Sometimes the fact that I am extremely late in getting to books and have a TBR pile that is out of control works to my advantage. Many times I read reviews months (and sometimes more than a year) before I actually get around to reading a book - no matter how good it may be or how much I am looking forward to it. Since so much time passes between me reading reviews and me actually reading a book, I have had plenty of time to forget what a book may be about. Of course I could read the inside flap to refresh my memory, and sometimes I do that, but sometimes I just dive right in to the book and enjoy being surprised.
Surprised I was with Tangled by Carolyn Mackler because I knew absolutely nothing about this book before I started it yesterday, except that I had been wanting to read it for quite a while. The first portion of the book is narrated by Jena, a girl I felt I could relate to. She doesn't feel as pretty as her mother's friend's daughter, Skye, and the two are forced to room together on a week long vacation they take with their moms. The two don't do any real bonding, and when Skye hooks up with Dakota, a guy Jena had an interest (and very short-lived romance with) in, they have even less to do with each other.
Dakota narrates the second portion of this book which was helpful since I had not liked him at all during Jena's story. His narration does make him more likeable since I could see where Dakota was coming from. At the time of the trip Dakota had just suffered the loss of his girlfriend who was killed in a car accident. He eventually finds out that this girlfriend was planning on breaking up with him and was in the car with another highschool boy, leaving him to question why the two of them were together.

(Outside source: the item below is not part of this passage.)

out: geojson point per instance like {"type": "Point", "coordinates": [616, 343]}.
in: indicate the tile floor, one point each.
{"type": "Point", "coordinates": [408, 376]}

Skye narrates the third portion where it becomes obvious that the drop dead beauty doesn't really have it all and is just as confused as every other teenager. She is also dealing with the issue of never knowing her biological father, who died in a motorcycle accident before she was born, and who her mother never wants to talk about.
The final portion is narrated by Owen, Dakota's younger brother. Owen is the total opposite of his muscular, athletic older brother, preferring to spend his time online than doing anything physical. Because Owen has always lived with his mother and Dakota with his father after their parents' divorce, the two boys have never really spent a lot of time together. Owen finally has a chance at a relationship - for once living in the real world instead of online.
Because I really had not remembered anything about Tangled, I was not expecting the different narrations, but enjoyed hearing each characters' story. These four teenagers end up tangled up in each other's lives in ways they would never have predicted prior to their meeting each other. Each section ends with readers not knowing for certain how things are resolved until it is revealed during the next person's narration, something that kept me wanting to finish this book in one sitting.
Mackler has written other young adult novels: The Earth, My Butt and Other Big Round Things, Guyaholic, and Vegan Virgin Valentine, all of which I have yet to read and am looking forward to.